A 161-year-old pre-Civil War mansion burned to the ground Feb. 20, leaving a Washington County family unharmed, but searching for a new place to live.
Dispatchers received a call about 2:20 a.m. from an occupant who reported black smoke and fire coming from the two-story frame home at 4290 Bloomfield Road.
The home is owned by New Zealand native Mike Crawshaw and his family.
“[My wife] woke up to the sound of exploding glass,” Crawshaw said “She came into the living room and the top of it was already filled with smoke.”
Crawshaw, who was not home at the time of the fire, said his wife and three children were able to safely escape the burning home.
He said his 2-year-old and 7-year-old sons suffered no injuries. His 14-year-old daughter suffered only slight burns to her face and eyebrows.
“My wife was sick for a time afterwards,” Crawshaw said. “She probably inhaled too much smoke.”
Fire crews were able to salvage only a few personal items, Crawshaw said, including some photos in his daughter’s room.
A 100-year-old church pew snapped in half as fire crews tried to remove the family relic from the house. Some frozen contents in freezer at the home were charred to dust, Crawshaw said.
“It just shows you the intensity of the fire,”he said.

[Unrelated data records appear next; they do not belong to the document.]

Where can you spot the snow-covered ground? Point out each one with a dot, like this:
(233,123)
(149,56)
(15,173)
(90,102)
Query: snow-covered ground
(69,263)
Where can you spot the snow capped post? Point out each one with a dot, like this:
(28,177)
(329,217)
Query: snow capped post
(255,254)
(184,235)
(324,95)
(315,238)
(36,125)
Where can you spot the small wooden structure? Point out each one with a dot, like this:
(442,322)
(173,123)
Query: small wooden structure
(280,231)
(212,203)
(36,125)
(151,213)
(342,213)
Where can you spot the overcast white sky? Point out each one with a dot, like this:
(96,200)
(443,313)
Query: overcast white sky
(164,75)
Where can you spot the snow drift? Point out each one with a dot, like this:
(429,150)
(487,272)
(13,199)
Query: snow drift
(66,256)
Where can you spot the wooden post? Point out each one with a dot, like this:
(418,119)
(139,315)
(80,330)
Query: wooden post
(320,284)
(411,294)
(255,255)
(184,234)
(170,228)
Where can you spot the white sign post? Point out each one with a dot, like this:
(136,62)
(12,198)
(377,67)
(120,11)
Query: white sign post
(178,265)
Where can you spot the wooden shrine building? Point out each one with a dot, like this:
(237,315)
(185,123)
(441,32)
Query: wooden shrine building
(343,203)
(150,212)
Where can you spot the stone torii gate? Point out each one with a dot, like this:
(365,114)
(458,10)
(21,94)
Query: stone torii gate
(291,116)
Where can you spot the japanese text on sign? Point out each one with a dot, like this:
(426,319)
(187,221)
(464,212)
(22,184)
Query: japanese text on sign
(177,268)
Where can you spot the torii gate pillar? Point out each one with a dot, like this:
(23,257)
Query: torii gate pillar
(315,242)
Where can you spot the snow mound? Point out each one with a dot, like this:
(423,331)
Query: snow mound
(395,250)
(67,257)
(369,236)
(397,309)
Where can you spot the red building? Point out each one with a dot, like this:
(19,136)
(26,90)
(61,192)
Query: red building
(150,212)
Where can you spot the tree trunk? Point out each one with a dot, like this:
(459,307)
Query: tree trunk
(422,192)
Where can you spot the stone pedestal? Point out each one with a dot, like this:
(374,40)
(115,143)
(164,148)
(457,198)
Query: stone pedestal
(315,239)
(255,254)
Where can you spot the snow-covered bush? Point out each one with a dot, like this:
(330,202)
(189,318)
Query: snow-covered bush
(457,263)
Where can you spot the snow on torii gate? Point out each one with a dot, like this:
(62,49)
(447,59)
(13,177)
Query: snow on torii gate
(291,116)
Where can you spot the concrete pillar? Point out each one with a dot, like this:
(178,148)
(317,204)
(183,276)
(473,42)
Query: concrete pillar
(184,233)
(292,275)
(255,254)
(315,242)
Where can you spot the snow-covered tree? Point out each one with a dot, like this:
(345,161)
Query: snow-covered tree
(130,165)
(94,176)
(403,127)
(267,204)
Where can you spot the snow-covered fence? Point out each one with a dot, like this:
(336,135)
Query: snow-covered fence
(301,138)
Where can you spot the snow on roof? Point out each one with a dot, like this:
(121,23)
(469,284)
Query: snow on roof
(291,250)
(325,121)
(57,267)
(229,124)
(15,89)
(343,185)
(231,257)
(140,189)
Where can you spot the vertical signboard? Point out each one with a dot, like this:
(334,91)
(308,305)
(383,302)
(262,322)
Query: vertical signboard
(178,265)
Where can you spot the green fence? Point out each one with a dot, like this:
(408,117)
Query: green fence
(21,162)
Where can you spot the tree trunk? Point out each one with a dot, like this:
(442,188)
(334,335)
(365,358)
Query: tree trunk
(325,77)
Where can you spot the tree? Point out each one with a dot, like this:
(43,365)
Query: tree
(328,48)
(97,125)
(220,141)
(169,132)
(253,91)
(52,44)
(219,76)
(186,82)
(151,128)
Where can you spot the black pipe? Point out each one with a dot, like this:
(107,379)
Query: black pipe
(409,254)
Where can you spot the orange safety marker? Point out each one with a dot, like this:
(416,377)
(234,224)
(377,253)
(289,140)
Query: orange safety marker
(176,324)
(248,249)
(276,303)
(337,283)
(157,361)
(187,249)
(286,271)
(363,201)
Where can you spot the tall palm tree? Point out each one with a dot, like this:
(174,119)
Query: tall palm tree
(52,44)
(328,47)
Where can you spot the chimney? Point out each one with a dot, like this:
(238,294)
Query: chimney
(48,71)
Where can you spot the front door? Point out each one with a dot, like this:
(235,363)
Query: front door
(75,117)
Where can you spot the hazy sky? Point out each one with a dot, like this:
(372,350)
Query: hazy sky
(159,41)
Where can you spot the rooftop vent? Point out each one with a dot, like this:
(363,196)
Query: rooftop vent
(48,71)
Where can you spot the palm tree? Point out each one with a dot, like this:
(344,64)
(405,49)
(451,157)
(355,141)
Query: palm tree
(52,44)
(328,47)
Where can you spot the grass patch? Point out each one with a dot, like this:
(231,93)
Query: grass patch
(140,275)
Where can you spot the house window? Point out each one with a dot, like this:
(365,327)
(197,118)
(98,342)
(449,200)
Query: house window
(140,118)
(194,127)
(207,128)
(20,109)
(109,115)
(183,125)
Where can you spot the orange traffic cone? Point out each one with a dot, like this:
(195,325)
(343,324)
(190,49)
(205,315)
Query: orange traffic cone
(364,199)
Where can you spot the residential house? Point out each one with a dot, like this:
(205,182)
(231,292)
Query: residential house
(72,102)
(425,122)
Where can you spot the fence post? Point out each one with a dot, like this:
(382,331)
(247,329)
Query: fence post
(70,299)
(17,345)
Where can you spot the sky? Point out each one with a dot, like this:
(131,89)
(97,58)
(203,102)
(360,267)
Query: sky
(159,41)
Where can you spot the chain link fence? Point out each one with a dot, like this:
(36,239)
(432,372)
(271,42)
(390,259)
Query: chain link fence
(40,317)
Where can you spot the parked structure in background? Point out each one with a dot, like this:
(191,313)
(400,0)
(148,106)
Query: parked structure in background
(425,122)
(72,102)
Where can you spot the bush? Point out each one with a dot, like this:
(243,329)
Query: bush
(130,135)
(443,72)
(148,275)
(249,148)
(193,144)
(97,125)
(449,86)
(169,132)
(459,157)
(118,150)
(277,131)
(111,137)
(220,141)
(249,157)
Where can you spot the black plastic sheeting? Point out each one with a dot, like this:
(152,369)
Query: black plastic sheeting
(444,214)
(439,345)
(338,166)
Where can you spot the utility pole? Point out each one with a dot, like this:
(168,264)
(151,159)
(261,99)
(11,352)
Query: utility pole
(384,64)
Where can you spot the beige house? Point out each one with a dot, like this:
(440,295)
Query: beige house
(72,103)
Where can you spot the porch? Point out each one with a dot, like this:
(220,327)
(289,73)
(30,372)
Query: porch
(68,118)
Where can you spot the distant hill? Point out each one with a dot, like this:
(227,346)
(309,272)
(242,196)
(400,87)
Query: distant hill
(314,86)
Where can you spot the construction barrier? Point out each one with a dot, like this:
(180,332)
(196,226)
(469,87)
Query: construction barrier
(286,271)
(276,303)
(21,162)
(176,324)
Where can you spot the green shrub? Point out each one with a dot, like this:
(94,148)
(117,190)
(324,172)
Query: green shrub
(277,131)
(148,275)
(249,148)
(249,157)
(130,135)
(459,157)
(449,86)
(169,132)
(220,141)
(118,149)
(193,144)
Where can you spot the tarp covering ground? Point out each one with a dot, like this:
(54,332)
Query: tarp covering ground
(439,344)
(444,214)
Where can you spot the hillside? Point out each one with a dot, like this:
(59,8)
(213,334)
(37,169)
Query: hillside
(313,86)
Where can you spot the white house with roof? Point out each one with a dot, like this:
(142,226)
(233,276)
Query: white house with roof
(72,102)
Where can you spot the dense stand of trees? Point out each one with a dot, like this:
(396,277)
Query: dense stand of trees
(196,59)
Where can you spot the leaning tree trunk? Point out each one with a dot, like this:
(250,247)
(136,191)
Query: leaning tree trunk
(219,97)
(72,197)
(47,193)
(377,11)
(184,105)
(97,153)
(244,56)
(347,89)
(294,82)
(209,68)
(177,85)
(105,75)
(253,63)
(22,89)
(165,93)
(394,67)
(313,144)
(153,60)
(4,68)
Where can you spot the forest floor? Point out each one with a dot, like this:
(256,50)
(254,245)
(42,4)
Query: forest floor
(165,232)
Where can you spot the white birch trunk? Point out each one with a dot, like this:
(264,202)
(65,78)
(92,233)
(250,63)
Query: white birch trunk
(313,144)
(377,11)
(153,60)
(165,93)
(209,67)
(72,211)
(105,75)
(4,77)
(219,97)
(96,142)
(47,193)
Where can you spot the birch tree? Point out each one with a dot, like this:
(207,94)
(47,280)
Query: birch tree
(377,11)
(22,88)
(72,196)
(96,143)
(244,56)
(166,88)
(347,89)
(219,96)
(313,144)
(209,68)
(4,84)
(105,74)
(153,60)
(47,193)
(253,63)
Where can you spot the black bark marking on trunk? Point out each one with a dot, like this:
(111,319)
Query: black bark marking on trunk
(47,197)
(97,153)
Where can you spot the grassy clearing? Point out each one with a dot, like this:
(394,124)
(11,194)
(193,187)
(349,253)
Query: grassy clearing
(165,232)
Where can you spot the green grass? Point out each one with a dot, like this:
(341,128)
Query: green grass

Arson investigators were at the property earlier this week to perform routine inspections. The fire is believed to have started in the area near the utility room.
The Crawshaws are staying at Hampton Inn in Lebanon until more permanent accommodations can be arranged.
In spring 2012, the circa-1852 southern plantation home was listed for sale with Rector Hayden Realtors for $685,000.
The property was advertised as a 5,000 square-feet property on 169 acres overlooking a scenic valley. The home featured four bedrooms, intricate woodwork and hardwood flooring throughout.
It boasted original period fireplaces and seven Greek revival mantles.
Three brick chimneys are all that remain of the property.
The listing also included five ponds, three barns, two log cabins and a 45-acre pine forest.
Real estate agent David Humes said the property is still for sale. Price adjustments to the property likely won’t be made until insurance estimates are finalized, he said.
Humes said the site can be subdivided into several smaller tracts.
“But the past few days, we’ve just been struggling to survive,” Crawshaw said. “We just need to move out of the hotel we’re in and get into a house.”
Crawshaw said he is humbled by the support he’s received from the local community.
In addition to several donations of toys and other items, Crawshaw said a total stranger dropped off a cake with some honey and a kind note.
“The people in Washington County have been outstanding with their generosity,” he said.